Taku Ito, Luca Cocchi, et al.
ICML 2025
Bridging the gap between algorithmic precision and human-like risk nuance is essential for crafting multi-agent systems that learn adaptable and strategically intuitive behaviors. We introduce CPT-MADDPG, an extension of the Multi-Agent Deep Deterministic Policy Gradient algorithm, embedding Cumulative Prospect Theory (CPT) value and probability weight transforms into both actor and critic updates. By replacing expected return maximization with rank-dependent Choquet integrals over gains and losses, CPT-MADDPG endows agents with tunable risk profiles —ranging from exploratory, risk-seeking to conservative, loss-averse behaviors—without human intervention.
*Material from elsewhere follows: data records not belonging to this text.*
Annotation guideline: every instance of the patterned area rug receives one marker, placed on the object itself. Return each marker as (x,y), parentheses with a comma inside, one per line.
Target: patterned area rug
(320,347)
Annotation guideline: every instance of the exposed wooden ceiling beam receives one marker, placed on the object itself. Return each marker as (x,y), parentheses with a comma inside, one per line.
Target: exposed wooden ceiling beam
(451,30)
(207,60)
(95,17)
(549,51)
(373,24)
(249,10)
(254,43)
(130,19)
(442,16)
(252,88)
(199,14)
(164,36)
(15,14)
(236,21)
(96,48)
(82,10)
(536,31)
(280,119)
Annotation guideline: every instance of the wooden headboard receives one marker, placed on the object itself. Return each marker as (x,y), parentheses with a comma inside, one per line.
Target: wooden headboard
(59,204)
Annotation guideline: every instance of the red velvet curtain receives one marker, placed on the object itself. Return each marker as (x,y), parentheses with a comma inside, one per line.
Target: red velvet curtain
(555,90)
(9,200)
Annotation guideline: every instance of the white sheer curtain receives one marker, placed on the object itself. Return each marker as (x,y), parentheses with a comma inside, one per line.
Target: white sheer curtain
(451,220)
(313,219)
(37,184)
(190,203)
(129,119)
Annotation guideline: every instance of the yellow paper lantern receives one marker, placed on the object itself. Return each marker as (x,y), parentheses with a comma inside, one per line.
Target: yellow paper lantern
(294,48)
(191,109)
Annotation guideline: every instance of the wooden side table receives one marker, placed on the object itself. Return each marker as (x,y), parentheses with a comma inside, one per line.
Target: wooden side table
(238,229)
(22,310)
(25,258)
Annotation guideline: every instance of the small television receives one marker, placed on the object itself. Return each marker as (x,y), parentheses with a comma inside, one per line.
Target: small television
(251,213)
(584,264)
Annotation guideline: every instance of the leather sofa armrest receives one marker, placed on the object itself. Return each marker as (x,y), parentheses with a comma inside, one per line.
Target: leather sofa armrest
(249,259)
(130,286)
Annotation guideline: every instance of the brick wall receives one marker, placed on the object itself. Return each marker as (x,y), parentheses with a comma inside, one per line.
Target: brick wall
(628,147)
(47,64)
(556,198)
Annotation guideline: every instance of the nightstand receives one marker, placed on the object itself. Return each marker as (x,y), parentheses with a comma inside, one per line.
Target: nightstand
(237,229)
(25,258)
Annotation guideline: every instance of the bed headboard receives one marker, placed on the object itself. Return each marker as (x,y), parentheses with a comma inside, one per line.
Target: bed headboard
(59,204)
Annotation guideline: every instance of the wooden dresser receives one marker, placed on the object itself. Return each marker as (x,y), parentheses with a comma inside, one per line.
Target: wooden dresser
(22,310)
Across competitive pursuit (Simple Tag), cooperative coverage (Simple Spread), and strategic bidding (first-price auctions), we show that risk-seeking parameterized CPT speeds early learning, extreme risk-averse parameterized CPT enforces prudence at a performance cost, transparent utility sharing preserves coordination under heterogeneity, and naive dynamic adaptation destabilizes convergence. In auction settings, learned CPT policies replicate documented overbidding phenomena, with short-term gains followed by long-term losses. Our work demonstrates a principled framework for integrating human-like risk attitudes toward strategic multi-agent deployment.